Murphy kanunları bize, “Çözüm zordur; en iyisi salıverin gitsin, zaten mümkün değildir” demiyor, aksine, “Çözmek kolaydır veya zannedildiği kadar zor değildir; sadece siz onu doğru göremiyor ve algılayamıyorsunuz.” demeye getiriyor.


Cumhuriyet tarihi boyunca her CB seçiminde milletçe gerildikçe gerildik ve problemi olduğundan çok başka boyutlarda abarttık; bu durum siyasi hayatımızda klişeleşmiş bir kriz olarak yerini aldı; hâlâ öyle.

Tarafsız olması gerekenlerin ne zaman tarafsız davranmaya başlayacakları hakkında en iyimserlerimiz bile ümitsizliğe kapılmak üzere. Ne zaman Batı’dakine benzer bir yargı ve idare sistemine kavuşacağımız belirsiz. Gerçekte o kadar zor mu?
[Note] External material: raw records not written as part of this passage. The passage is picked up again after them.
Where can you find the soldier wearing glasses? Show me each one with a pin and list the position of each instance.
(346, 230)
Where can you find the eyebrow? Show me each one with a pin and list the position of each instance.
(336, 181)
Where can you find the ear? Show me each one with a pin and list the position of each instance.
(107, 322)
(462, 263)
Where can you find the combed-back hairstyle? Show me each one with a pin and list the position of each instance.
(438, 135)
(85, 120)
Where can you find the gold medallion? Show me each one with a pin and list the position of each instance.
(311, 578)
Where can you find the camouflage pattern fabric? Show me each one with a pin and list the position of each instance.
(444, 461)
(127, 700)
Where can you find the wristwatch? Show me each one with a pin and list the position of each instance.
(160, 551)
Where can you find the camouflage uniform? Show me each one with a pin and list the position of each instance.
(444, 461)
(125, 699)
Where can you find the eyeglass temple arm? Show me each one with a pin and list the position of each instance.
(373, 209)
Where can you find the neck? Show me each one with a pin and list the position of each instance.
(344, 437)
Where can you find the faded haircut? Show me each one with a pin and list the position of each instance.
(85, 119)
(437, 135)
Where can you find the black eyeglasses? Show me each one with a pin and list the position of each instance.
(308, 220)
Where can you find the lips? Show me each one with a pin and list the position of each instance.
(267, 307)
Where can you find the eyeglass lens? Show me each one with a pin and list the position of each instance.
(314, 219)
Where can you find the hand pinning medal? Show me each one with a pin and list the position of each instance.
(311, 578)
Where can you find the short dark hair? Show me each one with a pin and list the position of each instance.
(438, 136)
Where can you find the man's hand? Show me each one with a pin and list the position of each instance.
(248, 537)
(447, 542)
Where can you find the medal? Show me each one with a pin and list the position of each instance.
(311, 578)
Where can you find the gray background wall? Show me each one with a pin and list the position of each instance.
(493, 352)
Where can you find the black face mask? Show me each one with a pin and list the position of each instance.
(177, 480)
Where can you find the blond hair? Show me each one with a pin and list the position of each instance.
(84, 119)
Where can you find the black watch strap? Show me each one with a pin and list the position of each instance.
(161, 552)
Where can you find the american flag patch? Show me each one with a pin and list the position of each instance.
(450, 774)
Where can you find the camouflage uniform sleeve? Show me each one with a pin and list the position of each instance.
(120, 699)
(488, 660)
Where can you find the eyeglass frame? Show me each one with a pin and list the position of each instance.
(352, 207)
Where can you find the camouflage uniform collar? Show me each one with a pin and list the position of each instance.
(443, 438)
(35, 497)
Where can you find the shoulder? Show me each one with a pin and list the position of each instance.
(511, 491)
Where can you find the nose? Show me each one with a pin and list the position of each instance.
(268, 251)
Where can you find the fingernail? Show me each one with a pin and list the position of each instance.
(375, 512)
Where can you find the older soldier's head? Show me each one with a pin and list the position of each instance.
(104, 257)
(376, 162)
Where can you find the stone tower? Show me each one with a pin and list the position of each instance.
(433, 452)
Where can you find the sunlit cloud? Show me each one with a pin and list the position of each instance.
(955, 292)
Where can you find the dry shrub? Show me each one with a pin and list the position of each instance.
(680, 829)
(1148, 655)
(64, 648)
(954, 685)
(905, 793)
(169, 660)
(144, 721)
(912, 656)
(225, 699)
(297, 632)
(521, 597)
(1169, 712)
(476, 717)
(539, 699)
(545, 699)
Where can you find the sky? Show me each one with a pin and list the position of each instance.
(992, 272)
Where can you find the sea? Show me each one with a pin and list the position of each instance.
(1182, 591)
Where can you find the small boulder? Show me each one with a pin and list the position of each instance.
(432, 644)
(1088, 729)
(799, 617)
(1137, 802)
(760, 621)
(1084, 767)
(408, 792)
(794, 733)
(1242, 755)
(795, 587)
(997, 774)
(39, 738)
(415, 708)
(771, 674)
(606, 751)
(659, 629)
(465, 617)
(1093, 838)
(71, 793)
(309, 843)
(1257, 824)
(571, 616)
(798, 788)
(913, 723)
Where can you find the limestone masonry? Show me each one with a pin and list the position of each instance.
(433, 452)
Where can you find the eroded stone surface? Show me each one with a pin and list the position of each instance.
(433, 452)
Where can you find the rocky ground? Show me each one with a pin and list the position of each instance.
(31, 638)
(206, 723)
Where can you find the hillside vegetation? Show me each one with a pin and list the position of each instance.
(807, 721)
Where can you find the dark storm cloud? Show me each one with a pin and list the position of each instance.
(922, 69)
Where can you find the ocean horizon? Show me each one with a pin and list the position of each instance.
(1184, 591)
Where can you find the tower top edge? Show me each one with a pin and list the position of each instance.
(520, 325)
Eğitim hayatı ve sistemi hakkında, bunca yüzyıldır biriktirdiğimiz tecübelerin hiçbir işe yaramıyor olmasında bir sakatlık görmüyor musunuz? Her yeni eğitim reformunda kötümserliğimiz daha artıyor.

Mevcut kaynaklarla ihtiyaçlarımız arasında, verimlilik çizgisinden ayrılmayan bir mali politika takib etmek için yurtdışından uzman bile getirmiştik. Binlerce makul ve işbilir ev hanımının akıl yürütmesini kamu maliyesinde kullanamamak hakikaten büyük maharet sayılmaz mı?

Ve daha niceleri; listeyi, siz daha zenginleştirebilirsiniz.


Suçu sadece politikacılara atmak kolayımıza gelebilir; şimdi elinizi vicdanınıza kolup itiraf ediniz; daha kolay, basit ve maliyetsiz halledebilecek iken abartıp altında ezildiğimiz şeyler olmuyor mu hiç?

Murphy haklı arkadaş!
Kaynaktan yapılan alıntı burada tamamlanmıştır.